As the county’s top executive, Henry oversees Broward trash disposal contracts and planning for the county’s future role in solid waste disposal. Henry was largely responsible for the adoption of the 2015 “global amendment” – a public but abstruse 59-page agreement with Waste Management and Wheelabrator Environmental Systems regarding disposal of the county’s residential and commercial waste.

But what Henry had to say about all that is oddly secret. The reason: at Waste Management’s request Tuter issued an order that transcripts of depositions taken of public officials in the case are to be kept confidential. The company sought the order during then May 2018 deposition of Southwest Ranches City Attorney Keith Poliakoff.

The court’s “protective” order was part of the extraordinary secrecy that has been a hallmark of the case due to Waste Management’s decision to broadly mark its corporate documents confidential – a move that gave the defense access so long as it agreed to keep the documents secret, yet blocked public access.

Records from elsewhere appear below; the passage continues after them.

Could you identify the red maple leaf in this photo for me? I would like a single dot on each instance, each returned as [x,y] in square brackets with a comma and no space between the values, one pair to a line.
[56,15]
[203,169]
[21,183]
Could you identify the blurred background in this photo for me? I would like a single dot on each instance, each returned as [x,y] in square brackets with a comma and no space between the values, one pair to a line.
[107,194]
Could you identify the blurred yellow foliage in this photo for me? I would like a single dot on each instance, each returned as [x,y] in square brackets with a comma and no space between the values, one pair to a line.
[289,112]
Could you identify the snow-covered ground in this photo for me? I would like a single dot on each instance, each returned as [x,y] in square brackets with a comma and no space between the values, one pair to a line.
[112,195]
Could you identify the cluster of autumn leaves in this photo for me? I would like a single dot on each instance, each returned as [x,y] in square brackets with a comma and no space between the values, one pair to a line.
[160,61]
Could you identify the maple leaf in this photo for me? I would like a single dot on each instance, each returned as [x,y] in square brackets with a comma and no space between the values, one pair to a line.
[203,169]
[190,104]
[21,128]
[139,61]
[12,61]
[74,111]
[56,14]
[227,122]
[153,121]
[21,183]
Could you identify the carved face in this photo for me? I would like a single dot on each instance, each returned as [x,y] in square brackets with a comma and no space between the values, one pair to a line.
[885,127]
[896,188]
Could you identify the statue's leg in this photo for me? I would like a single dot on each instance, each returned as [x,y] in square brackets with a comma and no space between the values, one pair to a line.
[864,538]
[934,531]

Like testimony from Henry, those documents likely would provide detailed information about how the “global amendment” came into being, and how its complex provisions were reached regarding how many tons of municipal waste were required to be delivered for processing and disposal at the plants.

Diverting recycling to landfills

A key result of that agreement was permission for Waste Management to prematurely close its North Broward waste-to-energy plant, adjacent to its Monarch Hill landfill in Pompano Beach. The shutdown set the stage for the diversion of tens of thousands of tons of waste for less costly disposal by dumping them into Waste Management’s landfills that occurred after SunBergeron’s municipal contracts expired in 2018.

The now dismantled North Broward waste-to-energy plant in Pompano Beach

The North Broward waste-to-energy plant was one of two such incinerators built in the county by Wheelabrator when it was owned by Waste Management in the late 1980s. The second is in Fort Lauderdale at 4400 S. State Road 7. Their $700-million cost was largely financed by the sale of county-issued industrial revenue bonds, according to old newspaper accounts.

Today, Wheelabrator has disposal agreements with most of the cities that once contracted with Sun Bergeron, but its remaining Fort Lauderdale plant has been at capacity for years. Under the terms of the global amendment, trash that Wheelabrator can’t handle goes to Waste Management’s landfills.

A new group of public officials with a not-so-new idea wants to reform the system. The Solid Waste Working Group, representing each of the county’s 31 cities and chaired by Cooper City Mayor Greg Ross, wants to build a new waste-to-energy incinerator. The still-evolving plan to do that, Ross said in an interview last week, is to create an independent district that can’t increase taxes but can impose assessments on residents and businesses countywide to pay for it.

The new incinerator would be owned by the new yet-to-be-named district.

“We’re moving very quickly ahead and we’ve finally come to an agreement on a governing structure as well as to terms of the ILA [Interlocal Agreement] between the cities,” Ross said. “We are just at the point where the blanks are being filled in by the attorneys.”